The controversial ban on photography and other media coverage of the solemn return of flag-draped coffins — upheld by Republican and Democratic administrations — has generated lawsuits as well as conflicting emotions on the part of military families.
Gates said he is asking a group of advisers to come up with a plan on how to implement the new policy.
President George H.W. Bush’s administration imposed the ban on media coverage of the arrival of troops’ remains at Dover Air Force Base during the Persian Gulf War in February 1991. It came about after a controversy arose when Bush held a news conference at the same moment the first U.S. casualties were returning to Dover the day after the U.S. invasion of Panama in 1989. Three television networks carried the events live on split screen. Bush appeared at one point to joke while on the opposite screen the solemn ceremony unfolded at the Delaware base.

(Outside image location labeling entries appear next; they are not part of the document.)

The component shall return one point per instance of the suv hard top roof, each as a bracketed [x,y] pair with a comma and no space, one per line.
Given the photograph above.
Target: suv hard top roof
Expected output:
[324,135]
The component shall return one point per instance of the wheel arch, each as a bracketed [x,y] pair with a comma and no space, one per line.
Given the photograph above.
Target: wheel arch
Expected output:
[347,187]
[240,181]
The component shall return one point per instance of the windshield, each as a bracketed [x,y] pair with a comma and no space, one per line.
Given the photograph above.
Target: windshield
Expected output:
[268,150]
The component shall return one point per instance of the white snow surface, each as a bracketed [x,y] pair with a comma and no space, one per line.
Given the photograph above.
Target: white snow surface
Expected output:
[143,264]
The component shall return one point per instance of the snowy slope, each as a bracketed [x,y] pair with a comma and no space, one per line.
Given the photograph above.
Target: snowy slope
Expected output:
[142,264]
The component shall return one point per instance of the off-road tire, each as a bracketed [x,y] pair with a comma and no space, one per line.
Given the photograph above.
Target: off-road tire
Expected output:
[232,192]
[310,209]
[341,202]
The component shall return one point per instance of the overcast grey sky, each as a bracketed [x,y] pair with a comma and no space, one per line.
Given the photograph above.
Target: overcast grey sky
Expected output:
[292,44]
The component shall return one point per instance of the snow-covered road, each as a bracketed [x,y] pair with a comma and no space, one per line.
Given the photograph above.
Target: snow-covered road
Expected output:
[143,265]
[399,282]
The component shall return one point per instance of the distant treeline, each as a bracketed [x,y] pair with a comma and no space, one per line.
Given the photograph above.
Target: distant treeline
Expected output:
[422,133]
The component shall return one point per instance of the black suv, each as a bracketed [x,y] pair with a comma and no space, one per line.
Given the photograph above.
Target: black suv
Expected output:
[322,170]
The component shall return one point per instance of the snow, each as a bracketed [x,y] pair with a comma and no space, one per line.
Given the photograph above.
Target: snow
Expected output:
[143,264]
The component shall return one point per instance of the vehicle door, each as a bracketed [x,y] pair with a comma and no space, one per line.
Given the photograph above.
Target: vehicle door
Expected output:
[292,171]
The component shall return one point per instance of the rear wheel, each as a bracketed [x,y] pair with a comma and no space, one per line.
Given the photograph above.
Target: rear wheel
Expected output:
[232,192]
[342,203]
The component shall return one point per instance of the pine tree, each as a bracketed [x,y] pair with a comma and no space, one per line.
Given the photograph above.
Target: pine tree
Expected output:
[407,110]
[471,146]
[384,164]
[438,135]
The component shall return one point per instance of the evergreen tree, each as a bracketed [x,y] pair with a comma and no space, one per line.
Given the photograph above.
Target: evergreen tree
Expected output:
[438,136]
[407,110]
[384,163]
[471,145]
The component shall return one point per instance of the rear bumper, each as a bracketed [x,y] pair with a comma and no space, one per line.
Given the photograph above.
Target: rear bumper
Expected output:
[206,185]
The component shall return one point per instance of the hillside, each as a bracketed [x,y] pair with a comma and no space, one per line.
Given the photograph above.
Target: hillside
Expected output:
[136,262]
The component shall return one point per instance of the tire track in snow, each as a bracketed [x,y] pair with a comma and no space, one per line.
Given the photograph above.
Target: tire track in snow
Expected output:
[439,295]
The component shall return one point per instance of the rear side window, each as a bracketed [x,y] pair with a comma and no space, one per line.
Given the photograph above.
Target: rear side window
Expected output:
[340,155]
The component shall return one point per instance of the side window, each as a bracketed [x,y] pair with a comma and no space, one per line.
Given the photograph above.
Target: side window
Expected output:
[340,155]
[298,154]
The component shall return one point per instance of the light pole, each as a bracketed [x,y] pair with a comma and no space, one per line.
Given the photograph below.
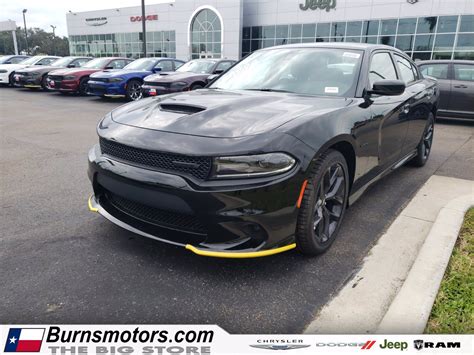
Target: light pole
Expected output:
[54,39]
[26,32]
[143,28]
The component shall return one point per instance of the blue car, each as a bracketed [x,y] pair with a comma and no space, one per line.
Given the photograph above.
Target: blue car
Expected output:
[128,81]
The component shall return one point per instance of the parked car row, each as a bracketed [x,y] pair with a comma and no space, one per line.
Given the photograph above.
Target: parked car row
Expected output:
[110,77]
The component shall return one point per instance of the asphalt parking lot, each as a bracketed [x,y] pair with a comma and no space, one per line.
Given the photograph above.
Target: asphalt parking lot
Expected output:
[62,264]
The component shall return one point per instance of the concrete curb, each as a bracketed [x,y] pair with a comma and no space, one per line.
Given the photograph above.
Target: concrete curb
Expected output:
[411,308]
[362,303]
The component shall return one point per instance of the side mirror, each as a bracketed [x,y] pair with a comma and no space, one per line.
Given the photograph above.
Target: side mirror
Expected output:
[388,88]
[211,78]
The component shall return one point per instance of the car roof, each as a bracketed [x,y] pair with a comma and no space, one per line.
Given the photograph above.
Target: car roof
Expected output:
[444,61]
[339,45]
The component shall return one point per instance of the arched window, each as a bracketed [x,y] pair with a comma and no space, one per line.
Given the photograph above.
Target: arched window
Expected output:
[206,34]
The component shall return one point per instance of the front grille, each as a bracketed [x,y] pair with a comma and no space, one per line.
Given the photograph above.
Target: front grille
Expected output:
[154,83]
[156,216]
[198,167]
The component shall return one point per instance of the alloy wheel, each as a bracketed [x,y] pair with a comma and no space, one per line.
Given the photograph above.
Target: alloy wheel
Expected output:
[135,91]
[329,203]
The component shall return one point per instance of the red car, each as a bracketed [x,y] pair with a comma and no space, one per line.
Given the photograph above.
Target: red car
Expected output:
[75,79]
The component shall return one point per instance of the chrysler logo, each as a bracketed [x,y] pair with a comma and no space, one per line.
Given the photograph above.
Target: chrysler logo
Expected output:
[280,347]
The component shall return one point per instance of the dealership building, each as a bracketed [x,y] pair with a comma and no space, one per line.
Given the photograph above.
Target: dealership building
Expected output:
[185,29]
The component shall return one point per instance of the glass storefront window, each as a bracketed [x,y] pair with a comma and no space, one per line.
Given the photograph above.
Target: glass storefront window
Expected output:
[323,29]
[427,24]
[354,28]
[388,27]
[309,30]
[423,43]
[444,42]
[370,28]
[447,24]
[467,23]
[465,42]
[404,43]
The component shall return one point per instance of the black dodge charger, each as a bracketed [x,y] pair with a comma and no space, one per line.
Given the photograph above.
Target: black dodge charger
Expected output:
[269,155]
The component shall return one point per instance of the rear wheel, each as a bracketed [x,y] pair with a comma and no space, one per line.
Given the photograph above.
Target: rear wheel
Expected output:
[424,147]
[134,90]
[82,90]
[196,86]
[323,205]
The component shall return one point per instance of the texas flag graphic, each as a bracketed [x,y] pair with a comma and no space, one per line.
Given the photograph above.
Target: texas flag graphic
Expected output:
[24,340]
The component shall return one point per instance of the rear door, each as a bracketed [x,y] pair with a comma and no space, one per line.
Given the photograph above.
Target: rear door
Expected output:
[387,110]
[440,71]
[462,94]
[417,95]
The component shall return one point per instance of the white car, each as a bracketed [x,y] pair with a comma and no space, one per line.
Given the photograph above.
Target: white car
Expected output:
[8,70]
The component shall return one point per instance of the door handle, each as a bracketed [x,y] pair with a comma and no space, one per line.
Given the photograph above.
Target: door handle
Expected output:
[406,109]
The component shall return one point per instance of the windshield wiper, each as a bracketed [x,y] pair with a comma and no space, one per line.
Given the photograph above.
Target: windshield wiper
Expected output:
[271,90]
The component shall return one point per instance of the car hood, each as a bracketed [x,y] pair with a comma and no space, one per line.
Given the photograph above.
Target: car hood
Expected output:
[169,77]
[223,114]
[12,67]
[72,71]
[39,68]
[112,73]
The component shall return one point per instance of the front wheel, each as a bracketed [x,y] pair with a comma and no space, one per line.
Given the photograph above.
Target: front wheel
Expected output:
[424,147]
[134,90]
[323,205]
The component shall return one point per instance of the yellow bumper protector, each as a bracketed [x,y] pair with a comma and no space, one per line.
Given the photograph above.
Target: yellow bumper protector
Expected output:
[239,255]
[89,203]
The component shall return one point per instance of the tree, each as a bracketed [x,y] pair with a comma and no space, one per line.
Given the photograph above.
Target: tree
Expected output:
[39,41]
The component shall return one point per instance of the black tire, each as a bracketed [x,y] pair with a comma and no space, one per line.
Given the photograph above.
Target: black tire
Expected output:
[10,79]
[82,89]
[134,90]
[424,147]
[322,209]
[196,86]
[43,83]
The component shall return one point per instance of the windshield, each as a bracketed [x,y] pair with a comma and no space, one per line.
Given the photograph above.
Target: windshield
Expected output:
[63,62]
[308,71]
[30,61]
[98,63]
[142,64]
[197,66]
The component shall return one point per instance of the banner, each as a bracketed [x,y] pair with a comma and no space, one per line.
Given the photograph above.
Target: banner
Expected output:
[211,339]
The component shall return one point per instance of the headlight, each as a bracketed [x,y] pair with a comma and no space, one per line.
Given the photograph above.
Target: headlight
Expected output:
[252,165]
[178,85]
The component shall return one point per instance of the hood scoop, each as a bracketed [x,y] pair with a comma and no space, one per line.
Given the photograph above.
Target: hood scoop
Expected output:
[184,109]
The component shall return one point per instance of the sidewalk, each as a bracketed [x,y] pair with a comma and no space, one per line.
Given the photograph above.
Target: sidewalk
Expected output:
[401,254]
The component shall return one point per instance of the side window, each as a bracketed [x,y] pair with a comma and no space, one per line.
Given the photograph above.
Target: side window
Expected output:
[16,60]
[223,66]
[438,71]
[406,70]
[46,61]
[165,65]
[381,68]
[464,72]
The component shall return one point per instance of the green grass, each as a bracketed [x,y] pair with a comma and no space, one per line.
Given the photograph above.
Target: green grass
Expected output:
[453,311]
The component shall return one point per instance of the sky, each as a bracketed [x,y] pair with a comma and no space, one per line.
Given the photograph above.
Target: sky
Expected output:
[44,13]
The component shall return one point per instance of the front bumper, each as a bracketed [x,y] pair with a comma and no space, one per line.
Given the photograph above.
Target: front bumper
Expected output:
[232,222]
[99,88]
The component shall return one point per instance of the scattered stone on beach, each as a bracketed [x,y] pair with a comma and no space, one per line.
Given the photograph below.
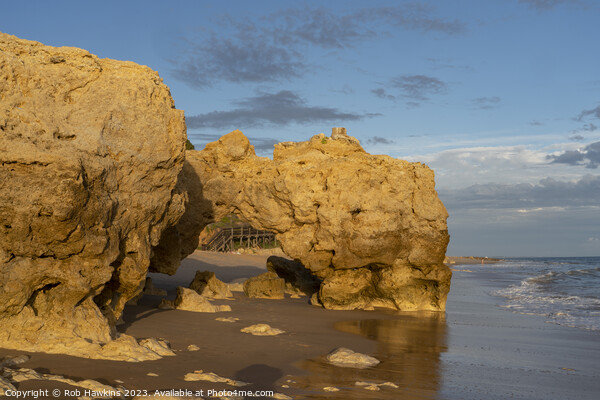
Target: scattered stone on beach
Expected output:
[166,304]
[189,300]
[265,286]
[236,286]
[262,330]
[152,290]
[384,248]
[212,377]
[206,284]
[159,346]
[343,357]
[227,319]
[298,279]
[281,396]
[91,152]
[5,385]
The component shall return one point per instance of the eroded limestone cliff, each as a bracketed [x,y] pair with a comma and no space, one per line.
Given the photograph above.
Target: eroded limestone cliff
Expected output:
[90,150]
[371,227]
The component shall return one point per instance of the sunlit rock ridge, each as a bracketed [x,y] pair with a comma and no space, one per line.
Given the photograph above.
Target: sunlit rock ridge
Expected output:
[96,189]
[370,226]
[90,150]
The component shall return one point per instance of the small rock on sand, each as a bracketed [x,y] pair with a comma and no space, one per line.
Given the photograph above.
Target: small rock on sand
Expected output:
[227,319]
[281,396]
[211,377]
[206,284]
[265,286]
[14,360]
[262,330]
[159,346]
[343,357]
[375,385]
[189,300]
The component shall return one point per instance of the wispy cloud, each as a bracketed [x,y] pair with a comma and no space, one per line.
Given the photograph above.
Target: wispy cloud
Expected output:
[486,103]
[276,49]
[271,109]
[589,156]
[382,94]
[548,192]
[544,5]
[415,88]
[418,87]
[594,113]
[379,140]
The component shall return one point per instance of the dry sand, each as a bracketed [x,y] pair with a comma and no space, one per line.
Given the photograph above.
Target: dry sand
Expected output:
[474,351]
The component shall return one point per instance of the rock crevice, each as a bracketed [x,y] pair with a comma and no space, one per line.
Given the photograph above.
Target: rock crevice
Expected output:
[371,228]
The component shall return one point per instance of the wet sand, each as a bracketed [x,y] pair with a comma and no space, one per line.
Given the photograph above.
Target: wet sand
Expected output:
[475,350]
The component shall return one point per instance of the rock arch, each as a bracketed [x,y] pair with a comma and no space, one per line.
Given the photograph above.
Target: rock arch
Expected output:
[371,227]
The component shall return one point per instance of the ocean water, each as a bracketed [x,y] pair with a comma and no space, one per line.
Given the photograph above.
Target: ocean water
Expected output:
[566,291]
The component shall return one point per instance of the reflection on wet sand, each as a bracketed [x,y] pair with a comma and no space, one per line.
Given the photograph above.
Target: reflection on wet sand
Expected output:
[408,346]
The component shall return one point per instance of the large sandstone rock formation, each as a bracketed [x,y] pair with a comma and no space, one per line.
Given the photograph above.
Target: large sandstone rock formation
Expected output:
[371,227]
[90,150]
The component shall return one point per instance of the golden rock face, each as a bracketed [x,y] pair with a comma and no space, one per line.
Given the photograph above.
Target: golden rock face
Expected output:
[95,191]
[371,227]
[90,151]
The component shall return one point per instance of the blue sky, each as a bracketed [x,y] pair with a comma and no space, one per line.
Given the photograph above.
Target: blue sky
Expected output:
[500,97]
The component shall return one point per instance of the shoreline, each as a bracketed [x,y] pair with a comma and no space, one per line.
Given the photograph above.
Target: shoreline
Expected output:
[474,350]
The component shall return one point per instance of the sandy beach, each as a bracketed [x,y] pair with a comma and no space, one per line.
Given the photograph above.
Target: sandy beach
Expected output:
[475,350]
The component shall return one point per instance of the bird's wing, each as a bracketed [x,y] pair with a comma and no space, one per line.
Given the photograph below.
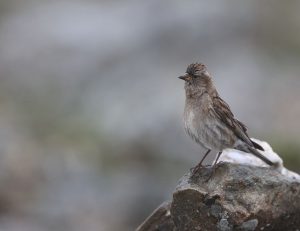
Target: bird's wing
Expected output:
[223,112]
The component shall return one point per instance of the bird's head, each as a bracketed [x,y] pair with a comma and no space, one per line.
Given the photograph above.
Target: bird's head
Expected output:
[196,78]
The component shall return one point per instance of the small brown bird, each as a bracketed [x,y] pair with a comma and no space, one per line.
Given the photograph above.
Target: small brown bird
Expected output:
[208,119]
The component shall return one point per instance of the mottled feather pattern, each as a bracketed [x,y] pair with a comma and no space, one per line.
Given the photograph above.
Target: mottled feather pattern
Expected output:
[208,119]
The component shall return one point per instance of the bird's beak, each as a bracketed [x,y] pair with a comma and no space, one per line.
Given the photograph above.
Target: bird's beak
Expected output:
[185,77]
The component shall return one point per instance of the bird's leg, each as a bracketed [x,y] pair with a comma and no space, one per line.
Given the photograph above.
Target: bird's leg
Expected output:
[196,168]
[214,166]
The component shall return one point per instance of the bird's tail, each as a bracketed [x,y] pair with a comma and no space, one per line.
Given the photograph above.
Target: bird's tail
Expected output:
[260,156]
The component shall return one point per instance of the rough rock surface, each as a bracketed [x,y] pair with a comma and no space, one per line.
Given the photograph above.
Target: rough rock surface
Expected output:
[237,197]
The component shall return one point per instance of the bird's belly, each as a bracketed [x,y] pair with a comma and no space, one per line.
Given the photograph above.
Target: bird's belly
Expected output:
[209,133]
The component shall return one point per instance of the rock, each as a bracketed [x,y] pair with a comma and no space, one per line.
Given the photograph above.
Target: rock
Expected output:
[237,197]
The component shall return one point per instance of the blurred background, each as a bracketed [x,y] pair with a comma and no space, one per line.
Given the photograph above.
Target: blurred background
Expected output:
[91,134]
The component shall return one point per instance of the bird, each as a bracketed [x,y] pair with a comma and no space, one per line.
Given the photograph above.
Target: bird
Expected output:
[208,119]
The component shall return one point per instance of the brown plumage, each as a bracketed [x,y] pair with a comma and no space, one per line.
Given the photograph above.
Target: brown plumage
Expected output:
[208,119]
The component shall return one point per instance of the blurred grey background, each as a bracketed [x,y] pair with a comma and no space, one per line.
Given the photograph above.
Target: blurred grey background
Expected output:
[91,134]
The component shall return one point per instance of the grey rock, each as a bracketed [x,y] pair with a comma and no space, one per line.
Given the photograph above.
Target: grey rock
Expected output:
[237,197]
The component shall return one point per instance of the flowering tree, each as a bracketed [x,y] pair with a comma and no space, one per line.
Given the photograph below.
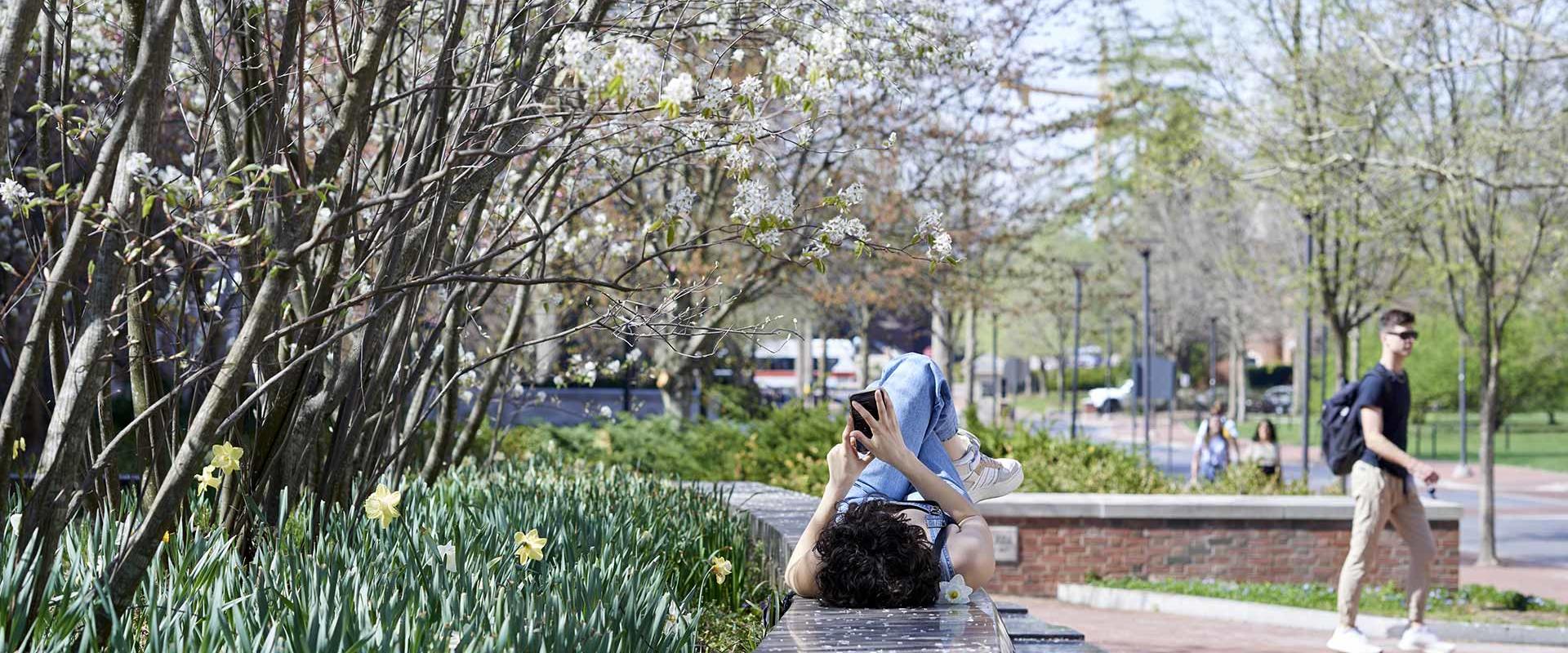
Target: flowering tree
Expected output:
[301,238]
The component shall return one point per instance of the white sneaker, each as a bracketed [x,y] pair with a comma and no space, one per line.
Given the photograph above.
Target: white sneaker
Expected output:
[1423,639]
[1352,641]
[985,477]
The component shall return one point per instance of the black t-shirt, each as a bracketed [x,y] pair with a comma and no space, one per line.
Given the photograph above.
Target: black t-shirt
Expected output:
[1390,392]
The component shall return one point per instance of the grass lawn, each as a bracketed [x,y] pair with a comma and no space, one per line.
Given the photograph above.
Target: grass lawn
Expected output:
[1470,603]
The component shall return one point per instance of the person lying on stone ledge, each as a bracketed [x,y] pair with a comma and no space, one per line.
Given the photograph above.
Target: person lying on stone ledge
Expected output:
[869,544]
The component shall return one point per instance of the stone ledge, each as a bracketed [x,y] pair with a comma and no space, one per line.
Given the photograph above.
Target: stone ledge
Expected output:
[778,518]
[1026,504]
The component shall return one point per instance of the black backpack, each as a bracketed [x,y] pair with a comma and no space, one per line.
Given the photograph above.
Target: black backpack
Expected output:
[1343,442]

Pictures of casualties have long played into the politics of a war. The Vietnam War, dubbed the “living-room war” for its extensive television coverage, included footage of coffins rolling off planes at Hickam Air Force Base in Hawaii as if off a conveyor belt. Indeed, starting in the 1990s, politicians and generals used the term “the Dover test” to describe the public’s tolerance for troop casualties.
Republican and Democratic administrations have upheld the Dover ban, but both have also made notable exceptions, which some observers view as politically expedient. For example, under President Bill Clinton in October 2000, the Pentagon distributed photographs of coffins arriving at Dover bearing the remains of military personnel killed in the bombing of the USS Cole.
Exceptions were also made under President George W. Bush. In September 2001, the Air Force published a photo of the transfer at Dover of the remains of a victim of the terrorist attack on the Pentagon.
Soon after the war in Afghanistan started in October 2001, however, the Pentagon restated the ban on coverage at Dover. In March 2003, the month that the U.S. military invaded Iraq, it expanded the policy prohibiting media coverage of the coffins of troops to other ports of arrival as well.